Menjadi Gila Karena Tuhan
Mengejar haleluya yang lebih dalam
Oleh Joshua Ryan Butler
Pernahkah Anda terpesona oleh laut? Saya ingat sekali saat saya sedang berselancar, melayang di atas ombaknya yang dahsyat, dan dikejutkan oleh pikiran: Airnya begitu indah dan anggun, namun kekuatannya bisa menghancurkan saya. Sebagian keindahan lautan terletak pada luasnya, membentang luas ke cakrawala, lebih jauh dari apa yang dapat dilihat oleh mata kita. Namun gambaran ini juga mengungkapkan betapa kecilnya kita bila diperbandingkan — seperti kerikil di dasar Gunung Everest.

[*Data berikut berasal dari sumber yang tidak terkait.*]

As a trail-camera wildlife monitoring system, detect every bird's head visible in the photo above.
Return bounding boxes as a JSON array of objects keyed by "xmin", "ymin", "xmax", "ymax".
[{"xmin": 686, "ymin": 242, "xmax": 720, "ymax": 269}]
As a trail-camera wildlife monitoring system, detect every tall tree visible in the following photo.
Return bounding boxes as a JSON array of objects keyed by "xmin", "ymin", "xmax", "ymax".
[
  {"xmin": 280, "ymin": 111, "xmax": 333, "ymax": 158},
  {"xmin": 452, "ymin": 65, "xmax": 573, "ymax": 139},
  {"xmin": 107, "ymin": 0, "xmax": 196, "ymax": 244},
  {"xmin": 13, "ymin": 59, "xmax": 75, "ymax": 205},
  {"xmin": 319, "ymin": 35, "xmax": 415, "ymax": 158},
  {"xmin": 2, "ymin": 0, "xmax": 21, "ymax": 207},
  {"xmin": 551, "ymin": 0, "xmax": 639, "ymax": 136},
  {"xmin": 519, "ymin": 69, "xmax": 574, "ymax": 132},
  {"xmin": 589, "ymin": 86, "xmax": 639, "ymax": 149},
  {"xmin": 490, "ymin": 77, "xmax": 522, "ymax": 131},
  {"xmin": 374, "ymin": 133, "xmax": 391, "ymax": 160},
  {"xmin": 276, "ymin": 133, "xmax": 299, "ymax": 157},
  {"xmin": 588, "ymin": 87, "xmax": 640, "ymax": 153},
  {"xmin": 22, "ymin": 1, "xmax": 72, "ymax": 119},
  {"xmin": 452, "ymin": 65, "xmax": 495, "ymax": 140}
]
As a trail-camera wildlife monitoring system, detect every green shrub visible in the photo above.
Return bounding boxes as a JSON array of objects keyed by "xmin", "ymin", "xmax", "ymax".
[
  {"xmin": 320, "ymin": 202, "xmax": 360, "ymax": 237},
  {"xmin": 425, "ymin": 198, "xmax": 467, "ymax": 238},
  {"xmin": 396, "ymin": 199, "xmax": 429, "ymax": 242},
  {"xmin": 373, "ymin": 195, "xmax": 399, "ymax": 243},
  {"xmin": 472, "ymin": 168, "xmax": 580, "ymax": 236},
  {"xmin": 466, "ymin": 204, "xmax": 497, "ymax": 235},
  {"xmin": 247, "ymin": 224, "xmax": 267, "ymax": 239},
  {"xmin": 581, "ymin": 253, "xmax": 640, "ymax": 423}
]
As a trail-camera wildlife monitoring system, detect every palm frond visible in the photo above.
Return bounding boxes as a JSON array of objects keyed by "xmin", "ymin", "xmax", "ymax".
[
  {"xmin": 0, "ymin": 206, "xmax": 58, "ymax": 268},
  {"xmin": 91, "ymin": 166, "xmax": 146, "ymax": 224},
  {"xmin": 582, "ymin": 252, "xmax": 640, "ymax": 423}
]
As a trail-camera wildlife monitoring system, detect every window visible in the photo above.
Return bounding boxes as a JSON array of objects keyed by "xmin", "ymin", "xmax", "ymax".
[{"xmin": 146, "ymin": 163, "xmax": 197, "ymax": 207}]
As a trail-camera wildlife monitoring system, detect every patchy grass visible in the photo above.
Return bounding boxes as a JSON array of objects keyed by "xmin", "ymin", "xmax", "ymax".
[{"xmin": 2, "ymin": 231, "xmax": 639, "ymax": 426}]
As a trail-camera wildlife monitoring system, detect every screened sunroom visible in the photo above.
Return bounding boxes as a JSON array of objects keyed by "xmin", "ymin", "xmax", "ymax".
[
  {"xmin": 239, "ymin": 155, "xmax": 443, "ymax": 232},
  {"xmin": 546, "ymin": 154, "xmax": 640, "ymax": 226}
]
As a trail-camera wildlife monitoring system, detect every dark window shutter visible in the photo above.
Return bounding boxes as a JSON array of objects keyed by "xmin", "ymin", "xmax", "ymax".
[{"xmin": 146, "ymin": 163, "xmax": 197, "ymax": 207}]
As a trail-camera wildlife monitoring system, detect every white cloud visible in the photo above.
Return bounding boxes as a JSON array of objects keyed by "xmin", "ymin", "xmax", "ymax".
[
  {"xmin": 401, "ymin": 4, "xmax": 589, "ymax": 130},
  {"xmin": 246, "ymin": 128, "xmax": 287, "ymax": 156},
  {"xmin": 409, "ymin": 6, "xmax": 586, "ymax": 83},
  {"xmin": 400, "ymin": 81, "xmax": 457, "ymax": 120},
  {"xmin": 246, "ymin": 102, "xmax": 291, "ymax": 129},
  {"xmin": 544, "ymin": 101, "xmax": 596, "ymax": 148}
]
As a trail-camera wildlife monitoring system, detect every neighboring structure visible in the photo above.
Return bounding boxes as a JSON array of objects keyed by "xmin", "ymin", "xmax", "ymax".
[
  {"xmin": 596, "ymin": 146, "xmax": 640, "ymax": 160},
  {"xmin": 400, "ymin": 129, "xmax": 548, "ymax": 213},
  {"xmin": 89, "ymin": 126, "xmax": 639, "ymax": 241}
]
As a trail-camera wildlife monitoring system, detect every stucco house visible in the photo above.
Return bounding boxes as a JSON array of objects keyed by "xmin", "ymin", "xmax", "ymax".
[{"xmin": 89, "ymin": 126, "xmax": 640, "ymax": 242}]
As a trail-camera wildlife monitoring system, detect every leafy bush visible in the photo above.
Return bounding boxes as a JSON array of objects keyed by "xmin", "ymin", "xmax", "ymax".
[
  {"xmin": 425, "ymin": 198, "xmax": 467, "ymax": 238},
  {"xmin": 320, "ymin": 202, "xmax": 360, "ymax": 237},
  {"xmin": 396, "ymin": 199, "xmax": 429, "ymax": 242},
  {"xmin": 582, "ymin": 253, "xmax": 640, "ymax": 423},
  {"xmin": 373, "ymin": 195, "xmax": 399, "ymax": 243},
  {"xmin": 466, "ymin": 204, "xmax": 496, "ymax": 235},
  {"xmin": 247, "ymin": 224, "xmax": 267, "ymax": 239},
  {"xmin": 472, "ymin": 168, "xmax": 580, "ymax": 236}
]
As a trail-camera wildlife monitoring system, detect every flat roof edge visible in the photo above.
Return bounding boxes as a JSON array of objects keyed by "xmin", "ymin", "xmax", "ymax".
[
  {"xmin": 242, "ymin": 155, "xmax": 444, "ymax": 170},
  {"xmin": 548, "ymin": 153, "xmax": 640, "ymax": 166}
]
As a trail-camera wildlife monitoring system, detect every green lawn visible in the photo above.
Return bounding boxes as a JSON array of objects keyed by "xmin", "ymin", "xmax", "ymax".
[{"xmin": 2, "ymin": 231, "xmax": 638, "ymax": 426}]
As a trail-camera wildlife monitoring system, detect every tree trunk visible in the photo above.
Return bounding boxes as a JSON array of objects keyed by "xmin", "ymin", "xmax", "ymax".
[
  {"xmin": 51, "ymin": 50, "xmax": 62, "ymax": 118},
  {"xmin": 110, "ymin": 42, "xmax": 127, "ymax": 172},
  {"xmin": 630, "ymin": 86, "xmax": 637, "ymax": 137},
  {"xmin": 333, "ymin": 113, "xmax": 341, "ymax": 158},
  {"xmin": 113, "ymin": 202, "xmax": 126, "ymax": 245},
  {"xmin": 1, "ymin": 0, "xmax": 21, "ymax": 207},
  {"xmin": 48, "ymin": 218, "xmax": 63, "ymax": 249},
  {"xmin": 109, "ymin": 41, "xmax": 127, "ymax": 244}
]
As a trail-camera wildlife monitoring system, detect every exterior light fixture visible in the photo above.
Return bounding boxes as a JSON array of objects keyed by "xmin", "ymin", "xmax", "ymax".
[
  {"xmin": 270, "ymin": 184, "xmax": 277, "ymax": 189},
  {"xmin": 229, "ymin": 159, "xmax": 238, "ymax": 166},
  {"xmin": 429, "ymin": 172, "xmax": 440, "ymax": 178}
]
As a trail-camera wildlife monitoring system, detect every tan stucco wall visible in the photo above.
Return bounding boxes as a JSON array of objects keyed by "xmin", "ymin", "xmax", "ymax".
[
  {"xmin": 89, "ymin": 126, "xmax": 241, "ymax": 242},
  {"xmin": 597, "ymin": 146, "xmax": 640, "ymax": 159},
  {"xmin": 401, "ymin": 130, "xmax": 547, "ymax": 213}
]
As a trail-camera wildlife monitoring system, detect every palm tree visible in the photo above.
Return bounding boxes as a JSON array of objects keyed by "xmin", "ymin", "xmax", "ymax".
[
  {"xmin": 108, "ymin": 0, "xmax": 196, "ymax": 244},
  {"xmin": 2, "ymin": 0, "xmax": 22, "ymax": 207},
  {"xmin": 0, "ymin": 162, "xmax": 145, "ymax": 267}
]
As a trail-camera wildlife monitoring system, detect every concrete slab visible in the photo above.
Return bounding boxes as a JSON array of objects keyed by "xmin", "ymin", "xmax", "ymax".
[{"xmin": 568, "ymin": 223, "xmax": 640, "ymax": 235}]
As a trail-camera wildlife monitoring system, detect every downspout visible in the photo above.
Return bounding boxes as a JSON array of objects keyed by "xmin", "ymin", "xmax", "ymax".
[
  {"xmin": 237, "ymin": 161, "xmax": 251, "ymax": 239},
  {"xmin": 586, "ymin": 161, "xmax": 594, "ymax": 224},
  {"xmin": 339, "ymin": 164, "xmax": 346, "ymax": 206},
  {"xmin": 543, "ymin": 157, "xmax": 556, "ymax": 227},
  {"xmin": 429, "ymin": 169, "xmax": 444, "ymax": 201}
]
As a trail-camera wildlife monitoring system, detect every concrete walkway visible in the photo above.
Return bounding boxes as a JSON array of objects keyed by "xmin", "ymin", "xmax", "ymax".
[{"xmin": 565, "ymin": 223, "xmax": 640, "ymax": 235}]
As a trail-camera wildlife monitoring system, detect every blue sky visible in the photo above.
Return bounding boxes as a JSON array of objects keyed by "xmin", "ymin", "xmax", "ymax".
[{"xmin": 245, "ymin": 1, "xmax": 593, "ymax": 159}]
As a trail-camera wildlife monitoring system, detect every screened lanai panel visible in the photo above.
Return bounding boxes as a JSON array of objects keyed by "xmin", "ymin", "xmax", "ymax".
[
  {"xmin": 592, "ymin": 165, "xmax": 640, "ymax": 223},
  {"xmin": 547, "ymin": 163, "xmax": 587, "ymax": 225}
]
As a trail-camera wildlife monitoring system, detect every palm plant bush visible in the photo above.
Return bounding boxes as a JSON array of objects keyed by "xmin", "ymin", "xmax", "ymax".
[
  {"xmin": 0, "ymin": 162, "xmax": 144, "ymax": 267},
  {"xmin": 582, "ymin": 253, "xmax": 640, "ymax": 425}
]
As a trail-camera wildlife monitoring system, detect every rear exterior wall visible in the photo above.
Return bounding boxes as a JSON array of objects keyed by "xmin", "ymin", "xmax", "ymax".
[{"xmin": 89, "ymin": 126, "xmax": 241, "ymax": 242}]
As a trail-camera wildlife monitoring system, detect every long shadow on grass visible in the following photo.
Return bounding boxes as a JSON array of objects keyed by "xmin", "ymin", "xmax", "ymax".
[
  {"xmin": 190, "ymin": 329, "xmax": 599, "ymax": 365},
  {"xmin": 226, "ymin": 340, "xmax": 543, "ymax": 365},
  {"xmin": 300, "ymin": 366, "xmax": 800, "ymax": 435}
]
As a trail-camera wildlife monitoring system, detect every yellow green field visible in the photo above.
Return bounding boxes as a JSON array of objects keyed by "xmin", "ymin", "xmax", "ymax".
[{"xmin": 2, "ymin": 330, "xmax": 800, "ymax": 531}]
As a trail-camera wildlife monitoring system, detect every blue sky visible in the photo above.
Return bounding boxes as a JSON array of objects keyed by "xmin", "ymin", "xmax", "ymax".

“Seperti halnya seorang peselancar di atas ombak, kerapuhan dan kerentanan kita di hadapan kebesaran Allah seharusnya membuat kita semua lebih bersyukur atas karakter-Nya dan atas fakta bahwa Dia mengasihi kita, memelihara kehidupan kita, dan menopang kita dengan keagungan diri-Nya.”
Penyembahan pun serupa. Kekaguman dan rasa syukur muncul ketika kita menyadari betapa kecilnya kita di hadapan keagungan Allah kita. Dalam kitab Wahyu, Allah duduk di atas takhta surgawi, dikelilingi oleh makhluk hidup dan berjuta malaikat. Dua puluh empat penatua mewakili umat Allah (12 untuk suku-suku Israel; 12 untuk para rasul gereja) secara teratur “tersungkur di hadapan Dia yang duduk di atas takhta itu, dan … menyembah Dia” (Wahyu 4:10).
Ini pemandangan yang cukup luar biasa, dan istilah Bahasa Yunani proskuneó — digunakan di sini untuk “menyembah” —merupakan kata kunci, kata yang muncul 24 kali dalam kitab Wahyu dan 60 kali dalam Perjanjian Baru secara keseluruhan. Apa yang bisa diajarkan oleh kata ini, dan pemandangan ini, tentang postur kita terhadap Allah?
Penyembahan dinyatakan secara fisik
Pertama, penyembahan melibatkan tubuh fisik. Di zaman kuno, penyembahan secara harfiah berarti berlutut, bersujud, dan mencium tangan yang Anda di hadapannya Anda bersujud. Ini adalah cara mengenali seseorang secara fisik sebagai otoritas Anda dan menunjukkan rasa hormat. Mazmur 2:11-12 menyatakan, “Ciumlah kaki-Nya supaya Ia jangan murka.” Apa yang disebut di dalam ayat ini bukanlah ciuman romantis di bibir, melainkan, penghormatan kepada seorang raja— terkadang disebut “mencium cincin” sebagai pengakuan atas kedaulatan raja.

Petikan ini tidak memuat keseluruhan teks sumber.